After all, it's been a long time since we've seen the Texans this stacked, and this motivated. This could be the year when everything changes for the franchise. Where they are taken seriously as a squad, and where the NFL as a whole changes the way they look at them.

For far too long the Texans have been a team that struggled to get the notoriety that they long for. Long seen as the younger siblings of the Dallas Cowboys, and thus not to be taken nearly as seriously, the Texans have toiled for most of their 22 years of existence to change their perception. Well, that time may almost be upon us.

Yet, it shouldn't have taken so long. It's far more likely that the team could've found success, at least more than they did, nearly a decade ago when the team brought in Bill O'Brien to be their head coach. He came to the Texans in 2014 and had one of the most successful runs of any of the team's head coaches in franchise history. He appeared to be a good coach and a lot of guys saw great growth under him.

Yet, as good as he was as a coach, he was even worse as the team's general manager. Ironically, a role he never wanted in the first place. Speaking to "Next Up with Adam Breneman" (via CBS Sports), O'Brien revealed that he ended up with the GM role because the team couldn't find anyone to take the job, and after one season filling in, he was given the role. Saying;

""That was a tough time in Houston. We were a good team. ... We went after some guys (for the GM role). We couldn't get 'em. And at the end of the day, we went a full year without a GM, really. Myself and another guy did it. And then there was a year where they were like, 'Well, we're just gonna make you the GM.' ... In the end, that's not who I am. That's another lesson learned.""

He didn't do well. We all know that. The biggest example was the failed trade of DeAndre Hopkins to the Arizona Cardinals, but how many failed renegotiations or failed free-agent acquisitions may never truly be known. O'Brien admits that he wasn't good at the job, as it asked him to do things he didn't like to do. Like, negotiating contracts.

That was a major reason why Hopkins got traded in the first place. He wanted a new deal and O'Brien didn't want to give him one or didn't give Hopkins one that Hopkins liked. So O'Brien traded him for what he could. So considering how bad that whole situation went, it's not surprising to hear him talk about how little he enjoyed that aspect of team building, going further on to say;

""I didn't really enjoy being the GM. I didn't enjoy negotiating contracts. In some respects, I lost relationships with some of the guys that I was coaching ... In my opinion, there's very few guys in the history of football that can ever (be a coach and GM simultaneously), and they're the greatest of the greats.

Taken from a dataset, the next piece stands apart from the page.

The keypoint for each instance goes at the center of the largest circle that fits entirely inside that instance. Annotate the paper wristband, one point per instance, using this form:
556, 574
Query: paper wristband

I feel like I'm a good coach. ... I know how to evaluate talent. But I shouldn't be negotiating contracts and things like that. So, in the end, that was a mistake by me, and I wish I really didn't do that, to be really honest with you.""

Outside of Bill Belichick, there isn't a head coach in the modern era who could coach a team successfully, while also serving as the squad's general manager. You have to be able to separate those actions. You need to have two different men so that the onus and pressure aren't entirely on one. If you're the head coach, and the general manager doesn't want to extend a contract, or re-sign someone to a much larger contract, you can still keep your relationship with said player intact. After all, it wasn't you (the head coach) who didn't want to pay the guy.

So you create the ability to keep the head coach able to nurture relationships with players, without putting the added pressure of worth and value on top of it. When you combine those roles, then all of a sudden you lose the ability to shield the coach from these types of relationship-altering conversations. Those scenarios can kill a locker room and end careers. It's exactly what happened to O'Brien, as his tenure ended in Houston because many assumed he lost the locker room.

He probably did. It's hard not to. That said, O'Brien is a top-three coach all-time with the Texans, and that can't be denied or ignored. We're happy that he's aware of his shortcomings and we hope that his new head coaching job at Boston College goes better for him now that he's learned some valuable lessons.